The pandemic may have pushed you to save money with all the uncertainty out there about making ends meet, but financial experts say it could also pose a risk to our economy’s recovery.
Linda Kobler just got back to work at the Naples Soap Company, and though business is back in action, she said her spending won’t be.
“Right now as a family unit, we’re all being very careful and really only purchasing our necessities at this point,” she said.
Though the store sees several loyal customers, Kolber is noticing they’re cutting back, too.
“They are buying their core product but maybe not buying all the extras that they normally would be.”
It’s part of a trend: Americans are saving more of their money and spending less amid insecurity from the pandemic.
Studies show that in recent years, people have been saving somewhere between 3 cents and 6 cents on each dollar they make, but new data finds they’re now saving 13 cents of each dollar made.

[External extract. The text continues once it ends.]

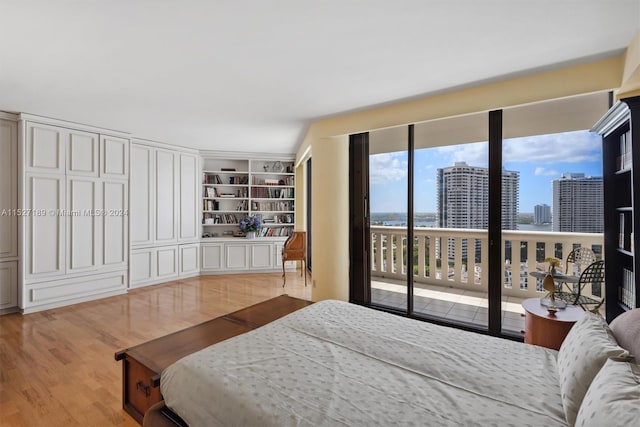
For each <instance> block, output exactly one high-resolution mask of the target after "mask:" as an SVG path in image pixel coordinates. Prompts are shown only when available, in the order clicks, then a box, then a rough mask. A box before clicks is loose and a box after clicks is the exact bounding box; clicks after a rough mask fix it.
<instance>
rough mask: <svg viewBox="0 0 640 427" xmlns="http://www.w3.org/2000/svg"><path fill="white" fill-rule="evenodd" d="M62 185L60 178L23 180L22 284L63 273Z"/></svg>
mask: <svg viewBox="0 0 640 427" xmlns="http://www.w3.org/2000/svg"><path fill="white" fill-rule="evenodd" d="M65 193H66V182H65V176H64V175H44V174H37V175H34V174H30V173H28V174H27V175H26V177H25V197H24V207H25V210H26V211H27V212H30V214H29V215H25V216H24V217H23V224H24V228H25V230H24V263H23V265H24V280H25V282H29V281H31V280H34V279H37V278H39V277H41V278H42V277H44V278H46V277H51V276H56V275H63V274H64V273H65V255H64V248H65V241H66V235H67V234H66V221H65V217H64V216H63V215H62V212H63V210H64V209H65Z"/></svg>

“As a consumer becomes concerned about the economic outlook, the tendency is to cut back on spending and when consumers do this in mass, that lack of activity on the part of the consumer actually serves to slow or increase the slowing of the economy,” said Dr. Shelton Weeks, a finance expert at Florida Gulf Coast University.
He said there is hope, that saving now and spending later could help the economy down the road.
“It’s gonna allow people to make prudent investments down the road but that has a longer term effect than what we would see if consumers were to take money, say the stimulus money, and pour that back into the economy today.”
Aside from spending less and saving more, studies show that people are also slashing their debt on things like credit cards so they can be prepared if their jobs are threatened.